Ecosyste.ms: Awesome

An open API service indexing awesome lists of open source software.

Awesome Lists | Featured Topics | Projects

https://github.com/BGI-biotools/stLFRdenovo


https://github.com/BGI-biotools/stLFRdenovo

Last synced: 2 months ago
JSON representation

Awesome Lists containing this project

README

        

# stLFRdenovo
**StLFRdenovo** is a De Novo assembly pipeline to deal with barcoded reads. It is based on Supernova, with a fastq parsing and sorting module constumized for stLFR data.

## Availability
The pre-compiled version of StLFRdenovo can be downloaded from here: https://github.com/BGI-biotools/stLFRdenovo/releases
## Structure of the files
```
├── bin
│   ├── BcAssembly
│   ├── BcScaffold
│   ├── FillGaps
│   ├── MakeFasta
│   ├── ParseBarcodedFastqs
│   └── PeAssembly
├── script
│   ├── barcode_list.txt
│   ├── SOAPfilter_v2.2
│   ├── split_barcode.pl
│   └── split_barcode.sh
├── step_1_prepare_data.sh
├── step_2_run_assembly.sh
└── stLFRdenovo_pipeline.sh
```
## System Requirement
It only runs on linux system like Centos or Ubuntu.

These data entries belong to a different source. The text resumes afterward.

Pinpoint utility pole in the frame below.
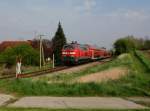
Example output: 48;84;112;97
40;35;42;69
53;53;55;68
39;35;44;69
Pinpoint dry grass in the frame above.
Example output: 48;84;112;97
77;67;128;83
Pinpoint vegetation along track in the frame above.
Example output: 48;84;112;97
0;58;112;79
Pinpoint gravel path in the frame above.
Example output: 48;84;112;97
9;97;146;109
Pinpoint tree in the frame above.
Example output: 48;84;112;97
52;22;67;65
114;36;136;55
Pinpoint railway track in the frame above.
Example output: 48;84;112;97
0;58;112;80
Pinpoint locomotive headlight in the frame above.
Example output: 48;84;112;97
62;52;67;54
70;52;76;55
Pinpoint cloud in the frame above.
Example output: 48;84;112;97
75;0;97;13
106;9;150;21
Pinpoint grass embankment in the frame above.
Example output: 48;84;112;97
0;51;150;96
0;108;149;111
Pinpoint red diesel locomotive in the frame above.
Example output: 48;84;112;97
62;42;111;64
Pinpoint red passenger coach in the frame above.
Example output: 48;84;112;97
62;42;109;64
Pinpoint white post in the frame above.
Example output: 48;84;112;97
53;54;55;68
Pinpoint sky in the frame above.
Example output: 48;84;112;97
0;0;150;48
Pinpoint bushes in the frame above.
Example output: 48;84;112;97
0;44;39;66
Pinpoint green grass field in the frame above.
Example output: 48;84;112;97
0;50;150;97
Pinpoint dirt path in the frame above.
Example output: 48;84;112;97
77;67;128;83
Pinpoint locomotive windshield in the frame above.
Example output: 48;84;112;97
63;45;75;50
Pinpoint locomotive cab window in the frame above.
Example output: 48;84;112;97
63;45;74;50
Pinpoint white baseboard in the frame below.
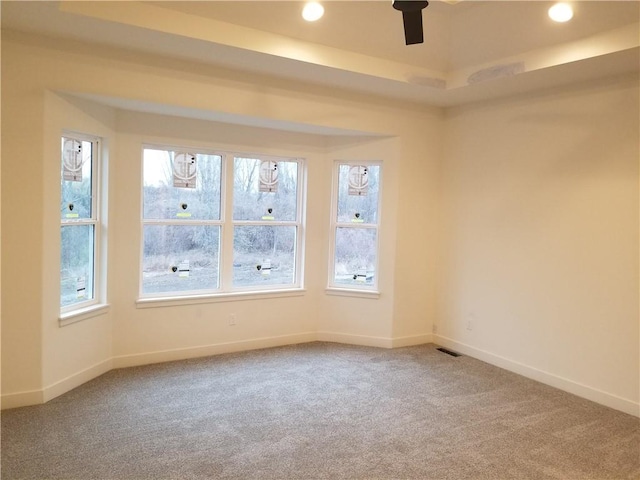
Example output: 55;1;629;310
391;333;433;348
42;358;113;402
113;332;316;368
315;332;393;348
433;334;640;417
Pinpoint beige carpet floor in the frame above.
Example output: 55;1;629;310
1;342;640;480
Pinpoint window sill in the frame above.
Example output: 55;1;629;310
136;288;306;308
58;303;109;327
325;287;380;300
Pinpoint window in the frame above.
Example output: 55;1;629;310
60;134;101;313
329;162;381;291
141;147;302;298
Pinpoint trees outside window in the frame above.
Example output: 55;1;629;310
60;134;101;313
141;147;302;297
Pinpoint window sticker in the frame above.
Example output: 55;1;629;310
349;165;369;196
353;268;367;283
173;152;197;188
76;277;87;298
262;207;276;220
62;138;82;182
178;260;189;278
176;203;191;218
260;259;271;276
65;203;79;218
259;160;278;193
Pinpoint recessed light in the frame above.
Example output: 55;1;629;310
549;3;573;23
302;2;324;22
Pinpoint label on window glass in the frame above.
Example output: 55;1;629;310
178;260;189;278
260;260;271;275
173;152;197;188
259;160;278;193
348;165;369;196
62;138;82;182
76;277;87;298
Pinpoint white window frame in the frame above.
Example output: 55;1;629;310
326;160;384;298
138;143;227;300
229;152;306;292
136;143;306;308
60;130;106;316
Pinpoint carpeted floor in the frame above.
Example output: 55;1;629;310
2;342;640;480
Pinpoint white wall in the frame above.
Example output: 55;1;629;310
1;31;639;413
436;75;640;414
2;31;442;407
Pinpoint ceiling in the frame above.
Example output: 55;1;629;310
1;0;640;106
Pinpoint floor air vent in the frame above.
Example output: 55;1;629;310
436;347;460;357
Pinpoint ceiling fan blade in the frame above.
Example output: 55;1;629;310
402;11;424;45
393;0;429;45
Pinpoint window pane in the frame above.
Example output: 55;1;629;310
233;158;298;221
142;225;220;294
143;148;222;220
233;225;296;287
60;137;93;220
333;227;377;286
337;165;380;224
60;225;95;307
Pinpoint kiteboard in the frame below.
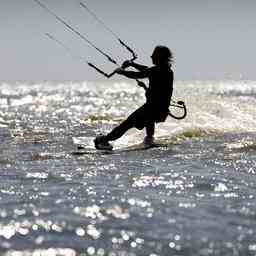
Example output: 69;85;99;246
72;137;168;155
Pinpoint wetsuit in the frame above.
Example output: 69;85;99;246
106;64;173;141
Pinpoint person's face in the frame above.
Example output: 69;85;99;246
151;51;159;65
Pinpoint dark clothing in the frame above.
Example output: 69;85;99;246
120;65;173;129
107;64;173;140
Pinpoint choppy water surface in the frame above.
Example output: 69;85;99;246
0;81;256;256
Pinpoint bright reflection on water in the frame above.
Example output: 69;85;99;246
0;81;256;256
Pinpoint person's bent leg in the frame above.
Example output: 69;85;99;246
146;123;155;138
144;123;155;145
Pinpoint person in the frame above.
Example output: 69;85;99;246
94;45;174;150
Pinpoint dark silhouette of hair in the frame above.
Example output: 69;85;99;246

In order to run stLFRdenovo on large genomes like human, the computing node should have at least 512 GB and 1TB free disk space (The final output would not take that much space, it is just for intermediate files generated by the software).

## Useage
+ 1st, create a new work folder
```
> mkdir YourProjectName
> cd YourProjectName
```
This step is just to make sure you start your project in a clean directory, so if you do the first step, you can provide `./` as `out_path` or `./read_name` as `outout_prefix` to the following steps. If you are aware that the path you provide to the following steps are valid (not necessarily created already), you can ignore this step.
+ 2nd, run the 1-step executable script or run it by 2 steps.
+ 2.1 run the 1-step executable script with raw reads.
```
> stLFRdenovo_dir/stLFRdenovo_pipeline.sh [ -f raw_fastq_1 raw_fastq_2 ] [ -o out_path ] [ -m max_memory = 512 ] [ -t thread_num = 32 ]
```
This script will do data pre-processing step (generating two separate read pair file in fastq format) and the assembly step automatically.
+ 2.2 run the pipeline by 2 steps.
+ step 1, data pre-processing
Before running assembly, the raw fastq file's barcode should be separated, and the duplicate and adapter also need to be filtered. if you have clean fastq file, you can juamp to 2nd.
```
> stLFRdenovo_dir/step_1_prepare_data.sh [ -f raw_fastq_1 raw_fastq_2 ] [ -o output_prefix ] [ -t thread_num = 32 ]
```
+ step 2, running assembly
After prepare data, you can start assembly with two clean fastq files. Then execute `step_2_run_assembly.sh` without any parameter to see how to use it.
```
> stLFRdenovo_dir/step_2_run_assembly.sh [ -f clean_fastq_1 clean_fastq_2 ] [ -o out_path ] [ -m max_memory = 512 ] [ -t thread_num = 32 ]
```
A typical way to launch the pipeline is:
```
> stLFRdenovo_dir/step_2_run_assembly.sh -f read1.fq[.gz] read2.fq[.gz] -t 32 -m 512 -o out_path
```
If `out_path` doesn't exist, the pipeline will create it.
Please Note that the maximum threads to use in stLFRdenovo is 32, if you specify more than 32, the pipeline would use 32 threads at most. Also, the memory limit is just a reminder here how much memory you want to use for now, it would not quit the pipeline even when it uses more memory than what you have specified.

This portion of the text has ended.